Protestors hold national flags and placards as they raise slogans during a demonstration against the Citizenship (Amendment) Act, at Red Fort in New Delhi. (Express Photo By Amit Mehra)
If the Indian Republic is to be saved from the ravaging of its soul by the dangerously divisive project of citizenship rights, graded by one’s religious identity, which the Union government has launched, then a nationwide movement of civil disobedience of the kind led by Mahatma Gandhi is imperative.
But, it will not be enough for all citizens to boycott the National Population Register and the National Register of Indian Citizens. It requires all non-BJP governments to join in by refusing to implement both the NPR and the NRIC.
Despite nationwide protests of a scale and spread unmatched since the freedom struggle, the Union government still signals its resolve to persist with its contentious agenda. The Citizenship Amendment Act has been notified for its commencement from January 10, and for the NPR, pilots have already commenced and is due to be rolled out nationwide from April.
Mahatma Gandhi had taught us that if citizens wish to oppose a law that they regard to be intolerably unjust and evil, then the peaceful and non-violent way to resist is to refuse to cooperate with this law through civil disobedience.

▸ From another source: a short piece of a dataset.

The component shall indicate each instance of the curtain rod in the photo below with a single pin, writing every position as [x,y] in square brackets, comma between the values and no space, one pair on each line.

Citizens, particularly students around the country recognised quickly that if the Union government was allowed to proceed with the CAA-NRIC-NPR trio, it would destroy the constitutional pledges of the Indian Republic — of equal rights, non-discrimination on the basis of religion, and secularism. Spontaneous protests have spread rapidly to every corner of the country. Protesters hold in one hand the national flag, and in the other, posters rejecting the divisive agenda of the government, reading reverentially the preamble of the Constitution.
By standing together in this civil disobedience, citizens of every faith uphold the lustrous core of the Constitution, which is fraternity — the idea that we are all bound to and with each other, that injustice to any of my countrywomen or men is injustice to me, that we must all take care of each other.
History will long remember this moment for how citizens pulled India back from the edge of fascism, through both, the resolve of collective civil disobedience and the public affirmation of their solidarity. By contrast, when Nazi Germany withdrew the citizenship rights of Jews, reducing them to “state subjects”, there were hardly any protests by non-Jews, even as fascism made its advances (except when the Gestapo rounded up Jews who married non-Jews).
However, this inspiring, and indeed historic citizen movement of civil disobedience and solidarity is unlikely to dent the hubris of the ruling government, or compel it to pull back from its ruinous ideological project which they have unleashed, fraught with the memories and perils of Partition. The brute and targeted repression by the Uttar Pradesh government, and the ugly force used to crush students in universities is likely to only exacerbate dangerously around the country in coming weeks.
What alone can stop the Union government in its tracks could be, in addition to the protests, a new form of civil disobedience rarely, if ever, seen anywhere in the world. This is the federal pushback from state governments. The Union government can perhaps implement the CAA directly through its own bureaucracy. But, it cannot implement either the NRIC or the NPR unless state governments make available their staff for the massive operation which involves house-to-house collection of information.
It will be remembered that political parties in India, except the Left and a few others, did not display the consistent moral and political commitment required to defend the Republic and its constitutional morality at a time when they were most gravely threatened. Instead, they hedged, compromised and voted in support of the amended law for immediate petty political bargain. It was only after the utterly unexpected national protests that one by one non-BJP state governments (even the Bihar government of which it is a part) announced that they would not implement the NRIC.There is still a danger of states not blocking the NPR, accepting on face value the Union government’s claim that the NPR is not connected with the NRIC. This is again a brazen official falsehood. The amendment to the citizenship law under the BJP government in 2003 laid the foundations for what is unfolding today. It laid down that a person cannot become an Indian citizen, even if born in India, if one parent is declared an “illegal citizen”. Further, to identify “illegal citizens”, an NRIC would be prepared. The rules under the Act then lay down that, first, the NPR would be prepared as a comprehensive national record of residents, and from among them, the executive would identify those who are “doubtful citizens”; even other citizens could identify “doubtful citizens”. This opens the doors for a frightening kind of communal targeting by even the lower executive and communal organisations which even the Assam NRC rarely gave space for.
If state governments still permit the NPR, they will, in effect, permit a process of communal targeting that will cause catastrophic suffering, the potential disenfranchisement of millions of Indian Muslims, and a permanent dismembering of social harmony and justice. There can be no greater betrayal by them of the Constitution. Following the example of the Kerala government, they must approach the Supreme Court for repeal of not just the CCA, but also of the amendments brought in 2003 which provide for the NRIC and the NPR. If these are not struck down, the only path before them is to disobey the Union government, and invite even dismissal as the cost of not permitting the destruction of the Constitution.
This will be unprecedented, and will doubtless create a constitutional crisis. But, paradoxically, it is only by creating such a constitutional crisis that the Constitution can be rescued from what would otherwise be a fatal blow to its foundational morality.